(Closed) family problems. help!

posted 6 years ago in Etiquette
Post # 3
Member
1699 posts
Bumble bee

Get yourself to al-anon.

You aren’t responsible for your mother’s problems, cannot solve your mother’s problems, and don’t deserve to suffer for your mother’s problems.

You ARE responsible for your own life, though. You say yourself that you are contributing to your own anxiety: “Normally I would be more accomodating”; “I’m the sucker of the family, you see”; “I’m a sucker”. You can choose to continue in the situation you are in. Or you can get together with other people who are also dealing with someone else’s addictions, and learn ways to rebuild your relationships in a way that does not depend on you enabling her dysfunctions. You are starting on a relationship with your husband: you owe it to him to take control of the other relationships in your life so that they don’t undermine your relationship with him.

Al-Anon is composed of people who are dealing with the same things you are. They can help you find ways to deal that are healthy for you.

Post # 4
Member
3569 posts
Sugar bee
  • Wedding: April 2013

I think you are taking the right steps when it comes to her soberity and setting limits for what you will and won’t do.
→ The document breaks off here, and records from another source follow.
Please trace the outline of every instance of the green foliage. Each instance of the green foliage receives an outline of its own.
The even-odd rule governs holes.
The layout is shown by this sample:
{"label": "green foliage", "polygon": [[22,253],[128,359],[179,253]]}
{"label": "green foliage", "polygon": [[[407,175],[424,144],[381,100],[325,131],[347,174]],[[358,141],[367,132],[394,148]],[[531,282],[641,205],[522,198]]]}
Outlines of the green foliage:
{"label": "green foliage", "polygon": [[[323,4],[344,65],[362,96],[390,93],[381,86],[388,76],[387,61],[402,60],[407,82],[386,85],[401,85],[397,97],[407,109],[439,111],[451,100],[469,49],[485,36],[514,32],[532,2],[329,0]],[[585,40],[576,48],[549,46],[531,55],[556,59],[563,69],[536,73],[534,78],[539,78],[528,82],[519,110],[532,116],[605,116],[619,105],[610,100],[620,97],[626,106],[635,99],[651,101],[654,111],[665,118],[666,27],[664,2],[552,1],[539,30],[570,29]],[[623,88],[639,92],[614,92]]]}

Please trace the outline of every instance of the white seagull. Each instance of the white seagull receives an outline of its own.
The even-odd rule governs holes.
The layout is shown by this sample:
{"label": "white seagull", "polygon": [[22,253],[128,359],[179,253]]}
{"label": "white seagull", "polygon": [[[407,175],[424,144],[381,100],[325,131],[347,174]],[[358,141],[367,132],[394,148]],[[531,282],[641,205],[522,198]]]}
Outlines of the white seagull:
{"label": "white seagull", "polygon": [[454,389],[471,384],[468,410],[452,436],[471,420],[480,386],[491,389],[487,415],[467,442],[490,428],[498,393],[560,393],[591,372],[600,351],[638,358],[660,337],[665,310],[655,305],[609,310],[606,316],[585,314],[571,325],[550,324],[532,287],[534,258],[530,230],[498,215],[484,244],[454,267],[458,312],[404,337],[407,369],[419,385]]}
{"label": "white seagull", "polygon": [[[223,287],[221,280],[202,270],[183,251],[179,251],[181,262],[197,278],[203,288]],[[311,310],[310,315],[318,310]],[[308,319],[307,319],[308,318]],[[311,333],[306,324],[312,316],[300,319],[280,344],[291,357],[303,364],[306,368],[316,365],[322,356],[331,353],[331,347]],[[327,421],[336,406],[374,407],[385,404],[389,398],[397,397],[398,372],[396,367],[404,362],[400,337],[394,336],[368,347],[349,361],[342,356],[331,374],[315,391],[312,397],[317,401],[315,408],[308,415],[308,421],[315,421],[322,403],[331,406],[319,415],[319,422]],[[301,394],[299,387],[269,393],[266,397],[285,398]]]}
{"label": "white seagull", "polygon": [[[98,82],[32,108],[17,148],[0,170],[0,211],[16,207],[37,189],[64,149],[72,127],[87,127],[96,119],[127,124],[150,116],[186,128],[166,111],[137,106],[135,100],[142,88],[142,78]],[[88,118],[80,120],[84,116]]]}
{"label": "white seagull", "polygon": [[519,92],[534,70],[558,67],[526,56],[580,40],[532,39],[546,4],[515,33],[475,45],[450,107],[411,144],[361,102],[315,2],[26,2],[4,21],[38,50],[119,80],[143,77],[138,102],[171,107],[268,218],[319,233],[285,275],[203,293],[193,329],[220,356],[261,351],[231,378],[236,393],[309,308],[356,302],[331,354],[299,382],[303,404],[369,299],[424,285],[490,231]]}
However I think your wedding date is kind of horrible because it causes a highstress situation for your mother. While you aren’t in charge of her choices, picking that date which is very significant day to both her and her family. While I’m sure youre intentions were great I think it’s has the potential to blow up and not only with your mom, because it makes it an even more emoitional day and I wonder how much of a an issue that is for your Mother.